For assigning threads to execution contexts, on one hand it would be better to assign the threads to separate cores first and then if still more threads remain assign them to same core but different context. According to this both the threads will execute together and produce fast results.
There can be an argument that since the two threads might be using the same data which if cached can be reused by the other thread and thus produce faster results.
But I feel as a general case the first one would be better.
I'm a little confused by the difference between hardware and software threads. So far, I have this much:
1) Hardware threads are on the chip and allow for instructions to be executed on the chip at the same time.

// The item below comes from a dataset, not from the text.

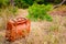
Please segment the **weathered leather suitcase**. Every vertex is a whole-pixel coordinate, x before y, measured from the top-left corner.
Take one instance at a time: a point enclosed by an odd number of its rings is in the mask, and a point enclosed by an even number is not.
[[[20,37],[25,37],[30,33],[30,21],[24,18],[9,20],[7,23],[6,38],[13,42]]]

2) Software threads are the abstraction that we use to implement concurrent software (e.g. pthreads we used in 213's proxy).
Maybe? Not sure.
scheduling 2 threads on same core advantage:
if 2 threads share a lot of data, putting them on same core will increase utilization of L1 caching capability.
Question though: usually what is the order of magnitude of the advantage above?

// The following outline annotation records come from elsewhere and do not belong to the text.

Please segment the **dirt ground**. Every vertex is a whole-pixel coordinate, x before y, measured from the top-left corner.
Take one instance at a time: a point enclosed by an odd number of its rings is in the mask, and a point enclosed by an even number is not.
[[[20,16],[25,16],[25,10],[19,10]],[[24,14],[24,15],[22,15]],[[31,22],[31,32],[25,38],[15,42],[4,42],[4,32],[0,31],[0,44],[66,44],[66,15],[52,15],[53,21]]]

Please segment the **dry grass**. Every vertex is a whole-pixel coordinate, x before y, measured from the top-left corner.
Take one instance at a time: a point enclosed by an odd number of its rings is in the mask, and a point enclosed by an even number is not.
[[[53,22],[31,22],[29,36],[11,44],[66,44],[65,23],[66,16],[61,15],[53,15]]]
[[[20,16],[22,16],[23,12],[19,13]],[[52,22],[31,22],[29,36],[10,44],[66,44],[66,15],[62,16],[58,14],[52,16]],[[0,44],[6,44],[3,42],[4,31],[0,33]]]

The thread switch overhead for hardware threads is much lower than the software threads because the execution context for the hardware threads are already in the registers of the cores. And the hardware thread switch happens more frequently (per tick level) than software threads switch (OS takes care of that)

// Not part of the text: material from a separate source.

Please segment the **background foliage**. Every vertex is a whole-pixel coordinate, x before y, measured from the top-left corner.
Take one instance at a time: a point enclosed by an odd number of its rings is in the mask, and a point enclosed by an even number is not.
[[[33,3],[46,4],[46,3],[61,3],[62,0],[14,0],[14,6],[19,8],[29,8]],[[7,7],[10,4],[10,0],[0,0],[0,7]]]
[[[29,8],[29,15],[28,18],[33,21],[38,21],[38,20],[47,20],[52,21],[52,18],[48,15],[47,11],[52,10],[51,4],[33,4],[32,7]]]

If I have two threads, I would like to assign threads to different cores because there'll be two ALU units can be working which can generate approximately 2x speedup. If I have 5 threads, I will assign 4 threads to 2 cores first. After one of the thread finishes, I will assign the last one to the idle execution context. The problem is that the workload assigned to two cores will be unbalanced. To solve this problem, it's better to partition the work in a fine-grained way which can help load balancing.